Et pourtant, Jean Dubuffet avait si formellement interdit l’emploi de ce mot, qu’Alain Bourbonnais, le second à apparaître dans cette aventure marginale dut, pour sa Fabuloserie, en chercher un autre : Ce fut ART HORS-LES-NORMES. Mais très vite, différents labels apparurent : Art spontané, Invention hors-les-normes, Productions extra-culturelles, Art isolé, Racines de l’Art, Franges de l’Art, Création franche… Le poète André Laude proposa Les Imagitateurs… ! C’est alors que Michel Ragon et Alain Bourbonnais désignèrent sous le titre de SINGULIERS DE L’ART, leur exposition de 1978, au Musée d’Art moderne de Paris.

          Toutes ces désignations et bien d’autres, devinrent en deux décennies, synonymes de choix personnels, implications, revues, musées à l’usage de ces oeuvres marginales. En effet, comment définir autrement qu’avec des termes inusités, ces œuvres tellement nouvelles, issues pour lors des milieux carcéraux, des fonds de jardins inconnus… Tellement voisines les unes des autres par l’esprit, et néanmoins si différentes par la forme… Tellement proches encore des œuvres asilaires, que Jean Dubuffet écrivait à Alain Bourbonnais : "Je ne m’explique pas comment vous arrivez à dénicher tous les si divers et tous excellents opérateurs qui se retrouvent dans l’orbite de votre atelier Jacob". Mais finalement, pourquoi vouloir les définir à tout prix, sinon par le même besoin de repères qui a généré, dans l’art conventionnel, “Impressionnisme”, “Cubisme”... et créé des “courants”. Mais il concernait cette fois un foisonnement où existaient presque autant d’expressions picturales que de créateurs. Vouloir les regrouper dut sembler bien chimérique !

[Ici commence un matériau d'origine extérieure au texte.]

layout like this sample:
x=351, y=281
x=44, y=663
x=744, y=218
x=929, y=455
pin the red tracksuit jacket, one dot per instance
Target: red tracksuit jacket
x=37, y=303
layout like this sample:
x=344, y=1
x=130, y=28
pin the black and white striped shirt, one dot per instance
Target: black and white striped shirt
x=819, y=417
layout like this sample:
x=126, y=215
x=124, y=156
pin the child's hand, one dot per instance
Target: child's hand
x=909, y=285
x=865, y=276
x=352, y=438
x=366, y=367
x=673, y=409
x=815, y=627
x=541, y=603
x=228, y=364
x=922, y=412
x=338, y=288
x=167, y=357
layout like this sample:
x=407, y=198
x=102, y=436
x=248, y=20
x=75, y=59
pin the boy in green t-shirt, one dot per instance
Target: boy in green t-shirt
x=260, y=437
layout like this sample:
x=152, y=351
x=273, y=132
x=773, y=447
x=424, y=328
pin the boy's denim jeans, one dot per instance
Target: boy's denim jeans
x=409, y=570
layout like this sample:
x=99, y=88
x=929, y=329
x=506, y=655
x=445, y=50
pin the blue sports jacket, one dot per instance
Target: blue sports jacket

          Une seule certitude, un seul lien : il s’agissait toujours de créateurs profondément impliqués psychologiquement, hors du temps, hors des modes. Et, puisqu’il fut admis qu’influences extérieures il y avait désormais, capables de les remodeler à leur image. Exprimer leur notion personnelle du beau. Embellir leur vie, la sortir de sa médiocrité. Traduire picturalement leurs fantasmes les plus intimes et les plus fous. Sans se douter que leurs créations, porteuses de tant de psychologie, de poésie innée, d’inventivité, s’imposeraient en une esthétique, une universalité, dont l’évidence accompagnerait la fin du millénaire.

 

Le temps passa sur les Singuliers de l’Art : Et, par une sorte de frénésie imitative, ce mot fut, à son tour, saisi, trituré… au point de devenir ART SINGULIER !  Comment expliquer ce phénomène ? Nouveau mystère ! Et pourtant, de lui aussi, depuis lors, chacun s’empare, se revendique… Certes, et c’est heureux, certains créateurs continuent d’œuvrer dans un esprit similaire à l’aventure originelle, modelée par le temps. Mais des galeries ont accaparé cette mouvance. Des "écoles" se sont créées qui "donnent des cours" d’Art singulier, et qui -la pire incongruité- décernent des " diplômes d’Art brut " ! Autodidactes ou issus des Beaux-Arts, les artistes se côtoient, proposent avec beaucoup ou moins de bonheur, des œuvres très ou moins sincères, très ou moins originales ! De plus en plus, créations dites marginales et créations dites contemporaines font ménage à deux ! 

 

Alors, aurait-il fallu, en leurs pauvres châteaux, laisser les Belles au Bois dormant ? Faut-il s’inquiéter de ce mélange croissant des genres ? Faut-il craindre pour les créateurs encore marginaux et résolument originaux, l’influence de ceux qui se soucient comme d’une guigne de l’absence des fameux mimétismes chère à Dubuffet ? Au contraire, cette bouffée d’oxygène humanisera-t-elle la cérébralité et la froideur des autres qui encombrent les cimaises de l’officialité ? En attendant la réponse, suivons le dynamisme, la résistance de cette force picturale protéiforme et tellement colorée, qui persiste à constituer contre vents et marées, un art de vie intérieure, personnelle, intuitive, atemporelle. Et voyons ce qu’il adviendra de ce creuset, au long de notre siècle naissant ? J.R.